Professor Draper makes an especially strong appeal to American readers by contrasting all the accomplishments of our material civilization here in the United States, with the results in Mexico and in South America. Our progress has been all beneficent, while the influence of the Spaniard was everywhere absolutely maleficent. He seems to forget all about our treatment of the Indian, with its awful injustice. He proclaims our increase in wealth as the surest sign of our intellectual superiority. He says: [Footnote 67]

[Footnote 67: Page 289.]

"Let us contrast with this the results of the invasion of Mexico and Peru by the Spaniards, who in those countries overthrew a wonderful civilization, in many respects superior to their own, a civilization that had been accomplished without iron and gunpowder--a civilization resting on an agriculture that had neither horse, nor ox, nor plow. The Spaniards had a clear base to start from, and no obstruction whatever in their advance. They ruined all that the aboriginal children of America had accomplished. Millions of those unfortunates were destroyed by their cruelty. Nations that for many centuries had been living in contentment and prosperity, under institutions shown by their history to be suitable to them, were plunged into anarchy; the people fell into a baneful superstition, and a greater part of their land and other property found its way into the possession of the Roman Church."

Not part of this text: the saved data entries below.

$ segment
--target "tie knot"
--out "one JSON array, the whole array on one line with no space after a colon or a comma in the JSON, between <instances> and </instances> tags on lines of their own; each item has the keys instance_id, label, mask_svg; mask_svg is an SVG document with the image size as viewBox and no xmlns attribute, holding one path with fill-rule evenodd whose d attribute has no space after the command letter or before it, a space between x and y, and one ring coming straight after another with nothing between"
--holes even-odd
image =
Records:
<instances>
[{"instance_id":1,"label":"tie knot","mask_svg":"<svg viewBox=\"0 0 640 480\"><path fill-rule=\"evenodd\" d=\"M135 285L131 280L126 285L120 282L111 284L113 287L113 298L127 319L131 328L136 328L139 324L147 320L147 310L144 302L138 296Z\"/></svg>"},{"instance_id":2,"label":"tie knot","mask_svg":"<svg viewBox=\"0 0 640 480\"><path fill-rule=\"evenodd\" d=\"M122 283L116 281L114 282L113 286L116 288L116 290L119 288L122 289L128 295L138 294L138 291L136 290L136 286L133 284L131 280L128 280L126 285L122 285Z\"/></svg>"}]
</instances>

Place beside that a paragraph from the late lamented Professor Bourne of Yale, who having made special studies in [{514}] Spanish-American culture and education, as well as in its intellectual life, contrasts it quite unfavorably with what was accomplished in the English colonies. Professor Bourne was, like Draper, a professor at an American university, but he had made special studies in the subject, and knew something about it. Professor Draper talked out of the depths of his assumption of knowledge; Professor Bourne out of an intimate acquaintance that had been obtained by years of serious research work. Professor Bourne said:

"Both the Crown and the Church were solicitous for education in the Spanish colonies, and provisions were made for its promotion on a far greater scale than was possible or even attempted in the English colonies. The early Franciscan missionaries built a school beside each church, and in their teaching abundant use was made of signs, drawings, and paintings. The native languages were reduced to writing, and in a few years Indians were learning to read and write. Pedro de Gante, a Flemish lay brother, and a relative of Charles V, founded and conducted in the Indian quarter in Mexico a great school, attended by over a thousand Indian boys, which combined instruction in elementary and higher branches, the mechanical and fine arts. In its workshops the boys were taught to be tailors, carpenters, blacksmiths, shoemakers, and painters."